Eram existências capazes de influenciar dinastias, alterar o curso de guerras e até mesmo erguer ou destruir clãs inteiros. Uma pílula feita por um alquimista de Terceiro Grau podia fazer um guerreiro comum alcançar um novo nível de cultivo. Uma espada forjada por um mestre ferreiro podia cortar montanhas ou selar feras demoníacas.
Cada um deles carregava nomes reverenciados. Mesmo um aprendiz de alquimia de Primeiro Grau, ou um ferreiro de entrada, era tratado com extremo respeito nas grandes seitas. Mestres de alto nível? Eram mais protegidos que generais. Mais ricos que príncipes.

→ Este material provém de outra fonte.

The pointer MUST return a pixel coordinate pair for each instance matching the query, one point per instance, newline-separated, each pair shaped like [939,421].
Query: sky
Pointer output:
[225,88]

Era por isso que o declínio da Forja do Martelo Divino era tão alarmante. Perder esse espaço significava mais do que falência.
Significava desaparecer do cenário murim.
— Se ao menos encontrássemos alguém com afinidade com as chamas negras… — murmurou Jisoo, com os olhos perdidos.
Daran olhou para ela, hesitando.
— Existe um boato… sobre um jovem no Clã Baek. Disseram que seu mestre já manipulou chamas negras durante a guerra, quando enfrentou sozinho três cultivadores no Vale Sangrento. Dizem que ele nem sequer usou arma. Apenas os próprios punhos… e fogo negro.
— Fogo negro…? — Jisoo endireitou-se.
— Mas são apenas rumores. — Daran completou. — E mesmo que fosse verdade, ninguém viu esse velho ferreiro em ação desde então. Ele vive recluso, com o discípulo… o tal do Tae-Min.
Jisoo franziu o cenho.
— …Baek Jin?
O nome soou como um sussurro em meio à tempestade.
De volta à sede do clã, no jardim interno onde os bambus dançavam com o vento, Baek Jin tomava chá silenciosamente, enquanto Tae-Min praticava movimentos lentos com sua espada. A tranquilidade da cena escondia uma tensão no ar, como o momento antes de uma tempestade.
Baek Jin suspirou, olhando para o céu.
— Há muitos que querem algo… mas poucos que sabem o que fazer com isso quando o têm em mãos.
Tae-Min parou o treino e se aproximou.
— Algo o incomoda, Mestre?
Baek Jin balançou a cabeça.
— Nada. Apenas senti o aroma de ferro queimado no vento… e isso me lembra que o mundo ainda está em combustão.
Os olhos de Baek Jin pareciam atravessar o tempo, como se ele já soubesse que, em breve, ferreiros e guerreiros cruzariam destinos no fogo.
E quando isso ocorresse…
As chamas negras se ergueriam outra vez.